Nous nous sommes rencontrés lors d’un événement caritatif à Makati.
Kavita était impressionnante : cheveux argentés, allure digne, regard profond. Elle m’a invité ensuite à sa villa près de Tagaytay pour prendre le thé. Nous avons parlé longuement, et je me suis lentement attaché à elle — pas à sa fortune, mais à sa force et à sa sensibilité.
Trois mois plus tard, malgré l’opposition de nos familles, je lui ai demandé sa main.
Mes parents ont crié au scandale, mes amis se sont moqués de moi, mais j’ai suivi mon cœur.
Le mariage fut simple, célébré dans sa villa, entouré de quelques-uns de ses anciens partenaires d’affaires.
Ce soir-là, alors que nous étions seuls, Kavita m’a tendu un dossier contenant des titres de propriété et les clés d’une voiture luxueuse.

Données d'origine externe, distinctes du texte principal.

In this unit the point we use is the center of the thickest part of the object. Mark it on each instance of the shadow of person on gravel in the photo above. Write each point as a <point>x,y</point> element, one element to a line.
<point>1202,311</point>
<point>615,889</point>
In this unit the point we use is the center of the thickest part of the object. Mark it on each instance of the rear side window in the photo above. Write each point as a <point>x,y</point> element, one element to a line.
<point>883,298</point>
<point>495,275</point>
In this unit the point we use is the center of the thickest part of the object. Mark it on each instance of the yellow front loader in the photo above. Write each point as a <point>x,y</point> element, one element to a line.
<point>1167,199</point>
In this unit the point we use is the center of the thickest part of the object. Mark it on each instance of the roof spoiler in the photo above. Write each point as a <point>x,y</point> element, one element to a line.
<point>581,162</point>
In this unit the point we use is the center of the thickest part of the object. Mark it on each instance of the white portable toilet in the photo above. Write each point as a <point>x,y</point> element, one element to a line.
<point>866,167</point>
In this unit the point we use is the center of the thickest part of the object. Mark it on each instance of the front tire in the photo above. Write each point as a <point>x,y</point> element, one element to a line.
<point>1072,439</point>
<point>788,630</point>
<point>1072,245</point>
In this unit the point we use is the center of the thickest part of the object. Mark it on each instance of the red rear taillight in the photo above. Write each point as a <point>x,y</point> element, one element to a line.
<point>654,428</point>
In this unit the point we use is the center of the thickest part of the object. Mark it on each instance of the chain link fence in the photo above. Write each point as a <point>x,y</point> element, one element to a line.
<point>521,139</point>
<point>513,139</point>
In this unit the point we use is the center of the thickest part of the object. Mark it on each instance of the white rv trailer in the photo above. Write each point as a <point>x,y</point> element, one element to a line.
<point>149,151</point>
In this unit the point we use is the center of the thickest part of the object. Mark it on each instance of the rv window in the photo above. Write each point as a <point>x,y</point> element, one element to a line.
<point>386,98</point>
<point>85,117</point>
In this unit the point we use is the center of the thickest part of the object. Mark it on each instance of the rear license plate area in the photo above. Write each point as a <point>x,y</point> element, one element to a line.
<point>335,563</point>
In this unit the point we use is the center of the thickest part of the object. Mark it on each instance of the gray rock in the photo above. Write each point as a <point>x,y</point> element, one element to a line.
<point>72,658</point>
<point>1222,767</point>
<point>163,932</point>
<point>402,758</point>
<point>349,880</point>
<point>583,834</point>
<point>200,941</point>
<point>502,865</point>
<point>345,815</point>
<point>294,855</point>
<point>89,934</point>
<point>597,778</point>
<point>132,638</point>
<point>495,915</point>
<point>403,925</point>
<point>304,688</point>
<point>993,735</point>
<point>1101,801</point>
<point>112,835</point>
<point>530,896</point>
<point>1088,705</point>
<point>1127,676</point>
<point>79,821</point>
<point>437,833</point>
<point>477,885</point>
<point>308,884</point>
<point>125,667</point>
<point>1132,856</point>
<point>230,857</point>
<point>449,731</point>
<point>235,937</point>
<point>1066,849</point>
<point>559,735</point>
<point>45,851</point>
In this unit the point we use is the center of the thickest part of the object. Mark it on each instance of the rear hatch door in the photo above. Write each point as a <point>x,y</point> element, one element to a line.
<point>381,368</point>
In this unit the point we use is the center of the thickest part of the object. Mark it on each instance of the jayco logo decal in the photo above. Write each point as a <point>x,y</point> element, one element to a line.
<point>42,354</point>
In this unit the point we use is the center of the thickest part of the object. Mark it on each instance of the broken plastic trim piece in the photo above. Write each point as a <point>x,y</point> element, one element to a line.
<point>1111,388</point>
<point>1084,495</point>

Je n’en revenais pas. Elle m’a alors expliqué calmement qu’elle n’avait ni enfants ni héritier, et qu’elle voulait que je sois celui qui reprendrait son patrimoine — à condition que je m’engage véritablement à ses côtés.
Puis son visage s’est assombri.
Elle m’a confié un secret qu’elle n’avait jamais révélé :
dix ans plus tôt, son ex-mari était mort dans cette même maison. Officiellement, un accident. Mais selon elle, la situation avait été bien plus complexe : trahisons, tensions familiales, et une dernière dispute qui avait scellé leur destin.
Elle m’a dit :
— « Avant d’avancer ensemble, tu dois connaître mon passé. Je ne cherche pas seulement un compagnon, mais quelqu’un de courageux et honnête, qui ne fuira pas lorsqu’il découvre mes zones d’ombre. »
À cet instant, j’ai compris que notre union dépassait l’idée d’une simple histoire d’amour.
C’était une vie nouvelle, pleine de responsabilités, de mystères et de choix difficiles.
Et moi, à vingt ans, je venais d’entrer dans un monde dirigé par une femme dont je connaissais à peine les secrets.